We show love as individuals and as a community of faith. We are advocates as a church. We preach and teach messages of love. We advocate through hospitality. We also show love as a church outside of the church building, being a public witness of God’s love. We strive to dismantle systems that keep people in poverty by advocating for human rights. We listen to people in the community who are deemed voiceless, as we meet them in the community or when they enter our churches. We must journey with persons as they seek to grow deeper in their relationships with God and with their neighbor. We must create disciples of love.
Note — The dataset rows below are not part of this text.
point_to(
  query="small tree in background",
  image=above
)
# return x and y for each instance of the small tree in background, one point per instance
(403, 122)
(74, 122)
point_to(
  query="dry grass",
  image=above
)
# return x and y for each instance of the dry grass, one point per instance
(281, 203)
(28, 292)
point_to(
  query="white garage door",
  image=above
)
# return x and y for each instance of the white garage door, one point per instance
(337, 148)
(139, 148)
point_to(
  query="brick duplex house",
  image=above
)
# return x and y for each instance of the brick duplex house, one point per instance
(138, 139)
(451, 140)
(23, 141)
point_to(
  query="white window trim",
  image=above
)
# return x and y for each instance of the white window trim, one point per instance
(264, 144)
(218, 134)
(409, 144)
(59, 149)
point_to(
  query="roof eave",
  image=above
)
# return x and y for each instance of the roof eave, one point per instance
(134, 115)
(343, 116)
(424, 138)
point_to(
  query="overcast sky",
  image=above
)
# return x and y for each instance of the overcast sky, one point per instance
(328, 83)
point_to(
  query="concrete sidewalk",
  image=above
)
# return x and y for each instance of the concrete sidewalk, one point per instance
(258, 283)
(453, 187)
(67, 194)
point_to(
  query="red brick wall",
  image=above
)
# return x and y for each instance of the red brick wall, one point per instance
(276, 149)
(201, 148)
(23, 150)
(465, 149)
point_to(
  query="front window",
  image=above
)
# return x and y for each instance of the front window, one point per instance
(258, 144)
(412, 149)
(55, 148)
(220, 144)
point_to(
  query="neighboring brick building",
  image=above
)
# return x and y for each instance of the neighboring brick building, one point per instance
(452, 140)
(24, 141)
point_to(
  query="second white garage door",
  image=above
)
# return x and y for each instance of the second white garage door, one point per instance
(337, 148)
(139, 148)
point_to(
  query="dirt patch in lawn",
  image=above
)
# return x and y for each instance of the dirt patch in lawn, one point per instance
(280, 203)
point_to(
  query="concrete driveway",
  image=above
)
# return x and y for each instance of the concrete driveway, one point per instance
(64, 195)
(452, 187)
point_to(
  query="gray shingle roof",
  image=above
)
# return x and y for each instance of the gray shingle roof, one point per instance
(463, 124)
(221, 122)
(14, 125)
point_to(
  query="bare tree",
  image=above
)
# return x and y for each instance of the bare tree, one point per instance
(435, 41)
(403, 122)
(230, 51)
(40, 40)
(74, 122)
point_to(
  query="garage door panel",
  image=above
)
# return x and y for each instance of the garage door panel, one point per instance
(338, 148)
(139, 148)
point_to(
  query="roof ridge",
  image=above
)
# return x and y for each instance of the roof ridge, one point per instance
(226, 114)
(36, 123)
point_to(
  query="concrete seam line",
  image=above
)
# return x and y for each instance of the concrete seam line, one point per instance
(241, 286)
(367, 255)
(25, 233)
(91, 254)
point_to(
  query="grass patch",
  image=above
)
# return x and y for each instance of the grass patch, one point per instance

Two years ago, my mother passed away at the age of ninety-one years. She worked as a nurse for a doctor in Rochester, Illinois and then at a retirement residence run by Roman Catholic nuns. Several months before her death, I received in the mail a handwritten copy of what she asked said in her obituary. As I read her notes, it dawned on me that this was her legacy. When all was said and done, she wanted to be remembered as a nurse who had faithfully served others.
That raises a question for you and me. What will our legacy be? In that upper room, Jesus told his disciples his legacy would be his love for others. We would remember him by his love. So, what will your legacy be. How will others remember you? Take time today and jot down on paper what you believe you have accomplished and how you want others to remember you. When you finish, read your words and ask, if love, as your legacy, is evident on that piece of paper and in your life. If it isn’t, now is the time to effect the changes in your life that you, like Jesus Christ, may have a legacy of love to represent your faith. Amen.
May the peace of God which passes all understanding keep your hearts and minds in Christ Jesus.